The report also said that the real estate and construction sector includes fake employment and once construction stops, there will be no careers.
The truth is that the Egyptian market’s need for one million housing units annually involves the need for new cities, new roads and huge infrastructure projects, so how then does the sector include fake employment.
Also, the role of the army, the Ministry of Housing and the New Urban Communities Authority in building housing units is limited to supervision, control and sometimes planning. As for implementation, it is done by companies not owned by the military, which means that the private sector plays a major role in real estate investment.
The Financial Times report also said that the intervention of the army, the expansion of its role in the state and the economy worries the private sector and scares foreign investors.
According to Minister of Planning and Economic Development Hala el-Saeed, the world is now adopting flexible economic policies and it is no longer acceptable to rehearse behind traditional theories, whether they support or criticise capitalist thought.
Rather, each country can endeavour to achieve economic progress and choose what suits it from these theories.
Each country creates by itself the model that fits with its nature and achieves its interests. In this respect, Egypt has created an economic model that takes what suits it from economic theories and what achieves its interests.

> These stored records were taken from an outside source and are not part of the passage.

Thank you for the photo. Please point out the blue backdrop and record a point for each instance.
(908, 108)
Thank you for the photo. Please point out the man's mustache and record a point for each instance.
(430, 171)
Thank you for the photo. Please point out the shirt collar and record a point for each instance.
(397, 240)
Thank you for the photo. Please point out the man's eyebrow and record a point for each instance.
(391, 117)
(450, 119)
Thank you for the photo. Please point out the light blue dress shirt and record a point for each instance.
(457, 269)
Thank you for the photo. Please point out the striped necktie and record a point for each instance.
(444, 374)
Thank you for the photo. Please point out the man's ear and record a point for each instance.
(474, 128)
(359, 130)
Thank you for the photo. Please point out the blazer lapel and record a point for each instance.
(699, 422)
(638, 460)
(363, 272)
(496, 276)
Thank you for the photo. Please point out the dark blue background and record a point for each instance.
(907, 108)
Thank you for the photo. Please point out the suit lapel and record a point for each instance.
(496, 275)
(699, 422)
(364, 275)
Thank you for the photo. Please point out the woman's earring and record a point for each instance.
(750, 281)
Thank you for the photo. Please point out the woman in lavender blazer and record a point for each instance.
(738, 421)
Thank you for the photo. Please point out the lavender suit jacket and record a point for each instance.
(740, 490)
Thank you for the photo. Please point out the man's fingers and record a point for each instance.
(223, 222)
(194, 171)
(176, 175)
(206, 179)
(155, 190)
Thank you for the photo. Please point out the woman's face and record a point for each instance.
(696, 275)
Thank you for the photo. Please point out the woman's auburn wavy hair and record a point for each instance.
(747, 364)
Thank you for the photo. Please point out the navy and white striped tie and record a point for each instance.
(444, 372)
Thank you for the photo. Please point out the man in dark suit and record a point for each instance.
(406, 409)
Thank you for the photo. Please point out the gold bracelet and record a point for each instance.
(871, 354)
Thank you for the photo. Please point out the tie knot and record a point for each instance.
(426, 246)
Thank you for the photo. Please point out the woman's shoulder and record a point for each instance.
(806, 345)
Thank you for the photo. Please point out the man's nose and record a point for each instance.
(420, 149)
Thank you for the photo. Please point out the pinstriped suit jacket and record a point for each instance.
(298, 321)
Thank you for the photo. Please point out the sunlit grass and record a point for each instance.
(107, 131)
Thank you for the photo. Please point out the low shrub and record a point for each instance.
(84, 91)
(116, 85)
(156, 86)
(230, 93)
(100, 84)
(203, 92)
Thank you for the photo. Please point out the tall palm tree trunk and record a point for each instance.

The report also said that sources of economic growth are concentrated in the oil, gas and real estate sectors.
In the oil and natural gas sectors, the challenges before 2014 were represented in the reluctance of investors to participate in the sector’s projects, the suspension of a number of factories due to the shortage of gas quantities, the failure to sign petroleum agreements during the period from 2010 until December 2013 and the exacerbation of the gasoline, diesel and butane crises, with high consumption rates of petroleum and gas products in the state sectors, especially the electricity.
However, the economic reform programme and policies to encourage investment and restore security and stability contributed to the signing of a large number of petroleum agreements in the natural gas sector.
It should be noted that the signing of these agreements has a positive impact on exploration activities in a way that supports oil and gas reserves and increases Egypt’s production in a way that contributes to achieving self-sufficiency and providing the needs of the local market. It also helped to restore confidence in the petroleum sector after the signing of agreements stopped since 2010 until October 2013.
The report also referred to rising debt levels that threaten the Egyptian economy.
The coronavirus pandemic has prompted many countries around the world to increase borrowing from domestic and external sources to implement economic stimulus packages and support economic activity, especially with the decline in revenues or the suspension of export-dependent commodity and service sectors.
Meanwhile, the International Monetary Fund expected that the global public debt would jump to the highest 100 percent of GDP for the first time ever, due to emergency government spending to avoid the effects of the coronavirus pandemic. The fund also expected in June 2020 that the burden of international debt will reach about 19 percentage points this year alone, which is more than the increase recorded in 2009 during the crisis of global finance.